Reputation: 33
The use case is to find the n max rows in a given column (these can be n number of columns) and once you have the n keys you join it back to the original dataset to get all the rows you need
val df = Seq(("12", "Tom", "Hanks"), ("13", "Meryl", "Streep"), ("12", "Tom", "Hardy"), ("12", "John", "Streep") ).toDF("age", "firstname", "lastname")
Lets say i want to join each column individually with a larger actors dataset which has all the three columns above.
val v1 = actors.join(df, Seq("id"), "inner")
val v2 =actors.join(df, Seq("firstname"), "inner")

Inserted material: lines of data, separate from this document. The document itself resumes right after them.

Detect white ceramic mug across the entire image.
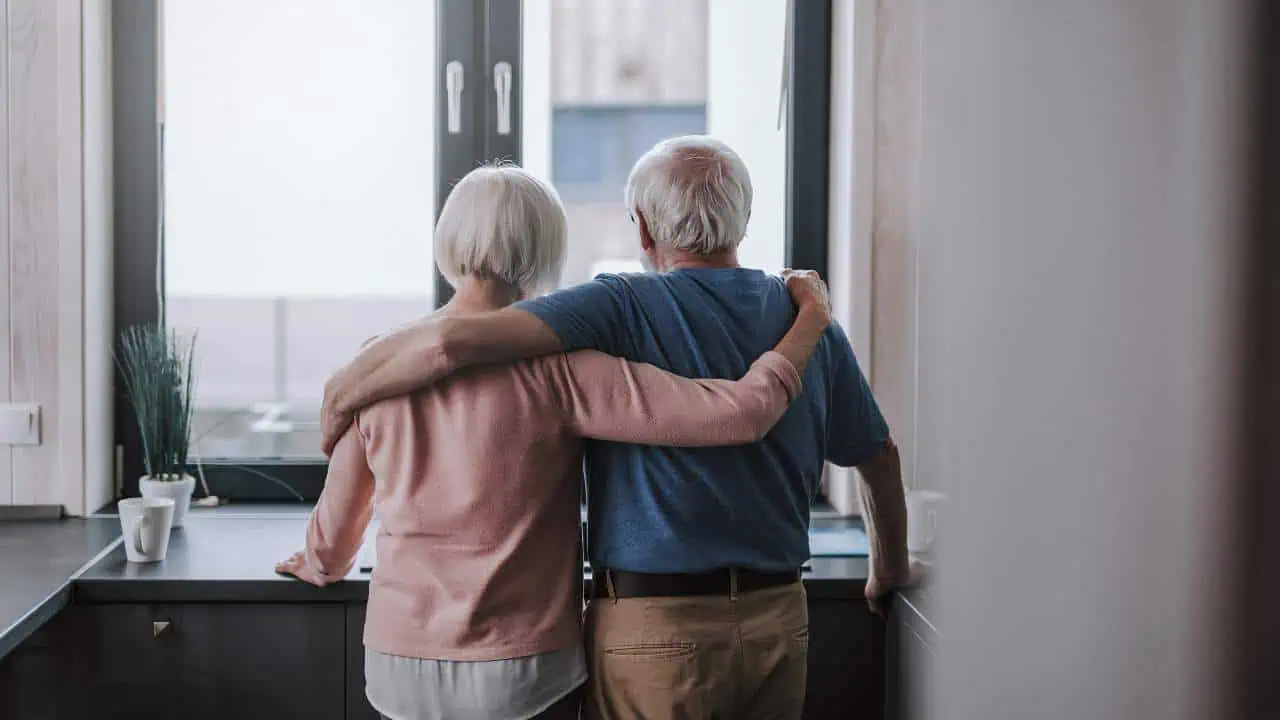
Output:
[119,497,174,562]
[906,489,946,552]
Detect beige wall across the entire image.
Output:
[916,0,1247,720]
[0,0,109,514]
[870,0,921,488]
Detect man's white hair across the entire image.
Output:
[435,165,568,295]
[626,135,751,255]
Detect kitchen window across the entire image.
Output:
[114,0,831,501]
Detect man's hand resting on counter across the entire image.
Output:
[864,557,929,615]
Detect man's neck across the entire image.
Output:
[662,250,741,270]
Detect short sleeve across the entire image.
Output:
[516,275,623,355]
[827,324,888,468]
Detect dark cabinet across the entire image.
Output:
[884,597,937,720]
[0,605,346,720]
[0,598,901,720]
[804,598,884,720]
[347,605,381,720]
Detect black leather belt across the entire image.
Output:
[591,568,800,598]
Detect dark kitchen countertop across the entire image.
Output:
[0,503,923,657]
[76,511,867,602]
[0,518,120,657]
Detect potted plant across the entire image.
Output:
[115,324,196,528]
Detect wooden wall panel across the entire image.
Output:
[5,0,84,514]
[9,0,58,505]
[0,0,13,505]
[55,0,85,515]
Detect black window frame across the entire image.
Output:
[111,0,831,502]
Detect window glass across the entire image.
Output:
[522,0,787,284]
[163,0,436,459]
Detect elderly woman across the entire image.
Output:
[278,167,828,720]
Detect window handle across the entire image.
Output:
[444,60,462,135]
[493,61,511,135]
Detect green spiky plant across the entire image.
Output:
[115,324,196,480]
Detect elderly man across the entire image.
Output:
[325,136,909,720]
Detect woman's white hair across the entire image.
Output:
[626,135,751,255]
[435,165,568,295]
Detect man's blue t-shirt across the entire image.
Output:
[517,268,888,573]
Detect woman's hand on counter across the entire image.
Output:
[275,551,325,588]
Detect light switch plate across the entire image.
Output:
[0,402,40,445]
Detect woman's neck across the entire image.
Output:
[444,278,525,313]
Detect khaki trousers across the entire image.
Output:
[582,583,809,720]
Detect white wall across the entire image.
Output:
[918,0,1243,720]
[707,0,787,272]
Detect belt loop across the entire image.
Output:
[604,569,618,605]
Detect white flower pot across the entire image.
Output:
[138,475,196,528]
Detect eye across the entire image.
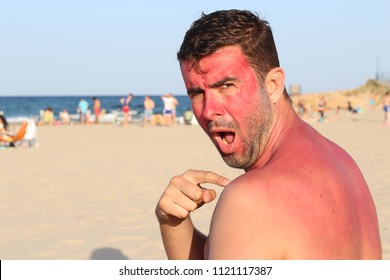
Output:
[219,83,237,95]
[188,92,203,101]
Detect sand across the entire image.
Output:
[0,107,390,260]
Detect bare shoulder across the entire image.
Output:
[208,172,296,259]
[208,154,380,259]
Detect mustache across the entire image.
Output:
[207,119,238,130]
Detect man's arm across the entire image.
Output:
[156,170,229,259]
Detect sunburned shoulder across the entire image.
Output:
[208,174,304,259]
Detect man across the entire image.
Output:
[144,95,155,127]
[156,10,381,259]
[120,93,134,127]
[92,97,102,123]
[161,93,178,126]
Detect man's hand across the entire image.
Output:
[156,170,230,225]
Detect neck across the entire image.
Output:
[245,98,298,172]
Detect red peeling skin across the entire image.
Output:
[181,46,271,169]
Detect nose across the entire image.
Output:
[202,90,224,121]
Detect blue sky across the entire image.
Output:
[0,0,390,96]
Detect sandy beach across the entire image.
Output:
[0,107,390,260]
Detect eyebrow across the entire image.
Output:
[187,77,240,95]
[209,77,240,88]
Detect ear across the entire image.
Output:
[265,67,284,104]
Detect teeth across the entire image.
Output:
[221,134,228,145]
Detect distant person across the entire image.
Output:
[171,94,179,124]
[161,93,176,126]
[92,97,102,123]
[369,92,375,111]
[22,119,38,147]
[144,95,155,126]
[77,98,89,123]
[382,91,390,126]
[120,93,134,127]
[347,101,358,114]
[0,112,8,133]
[59,109,73,124]
[0,115,27,147]
[155,10,382,260]
[183,110,194,125]
[42,106,56,125]
[317,96,326,122]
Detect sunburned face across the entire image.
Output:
[181,46,273,170]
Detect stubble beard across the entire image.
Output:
[217,91,273,170]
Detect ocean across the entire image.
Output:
[0,95,191,123]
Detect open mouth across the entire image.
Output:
[210,129,236,155]
[219,131,235,145]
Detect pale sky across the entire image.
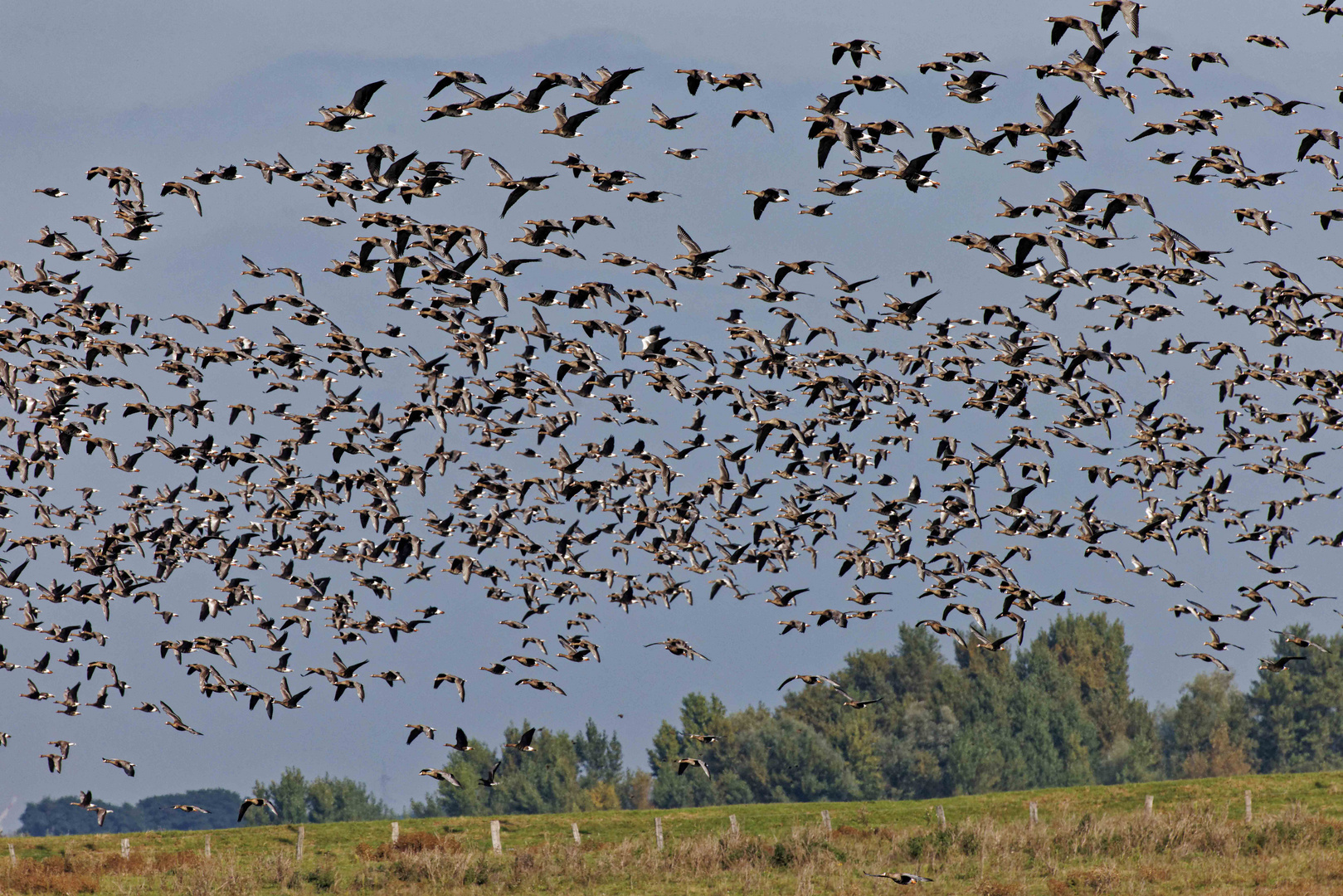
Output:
[0,0,1343,830]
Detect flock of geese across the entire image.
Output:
[0,0,1343,843]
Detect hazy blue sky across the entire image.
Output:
[0,0,1343,830]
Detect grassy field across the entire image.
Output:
[0,772,1343,896]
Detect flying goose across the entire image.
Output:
[675,759,709,778]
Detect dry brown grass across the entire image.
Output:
[7,803,1343,896]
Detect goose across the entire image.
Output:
[742,187,788,221]
[326,80,387,118]
[419,768,462,787]
[434,672,466,698]
[406,724,438,744]
[1175,653,1230,672]
[649,104,699,130]
[504,728,536,752]
[1045,16,1105,50]
[732,109,774,134]
[830,37,881,69]
[104,757,136,778]
[238,796,280,821]
[425,70,484,100]
[513,679,568,697]
[1092,0,1144,37]
[862,870,932,887]
[539,102,601,138]
[675,759,710,778]
[675,69,713,97]
[775,674,842,690]
[158,180,201,216]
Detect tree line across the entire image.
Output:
[20,612,1343,835]
[412,614,1343,816]
[19,768,397,837]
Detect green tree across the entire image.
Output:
[243,767,392,825]
[306,775,392,825]
[243,766,308,825]
[1017,612,1158,783]
[1249,625,1343,772]
[1161,672,1256,778]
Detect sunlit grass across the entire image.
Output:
[7,772,1343,896]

val v3 =actors.join(df, Seq("lastname"), "inner")
val output = v1.union(v2).union(v3)
Is there any way to not to do this iteratively ? Also because the columns to be joined against can be dynamic. for eg sometimes it can only be id, or only be id and firstname.
Upvotes: 1
Views: 1919
Reputation: 7316
@chlebek solution should work perfectly fine, this is one more approach in the case that you want to reproduce your initial logic:
val cols = Seq("id", "firstname", "lastname")
val final_df = cols.map{
df.join(actors, Seq(_), "inner")
}
.reduce(_ union _)
First we generate one inner join per column then we union them.
Upvotes: 0
Reputation: 2451
You can try different approach, so you can achieve it this way:
actors.join(df).where(
actors("id") === df("id") ||
actors("firstname") === df("firstname") ||
actors("lastname") === df("lastname")
)
and for n-columns you can try it:
val joinCols = Seq("id", "firstname", "lastname") // or actors.columns
val condition = joinCols
.map(s => (actors(s) === df(s)))
.reduce((a, b) => a || b)
you will get below condition:
condition.explain(true)
(((a#7 = a#7) || (b#8 = b#8)) || (c#9 = c#9))
and finally use it:
actors.join(df).where(condition)
Upvotes: 2
Reputation: 33
I think doing a broadcast with the smaller dataset and an udf to check with the bigger dataset would solve the issue. i kept thinking in terms of joins!
Upvotes: 0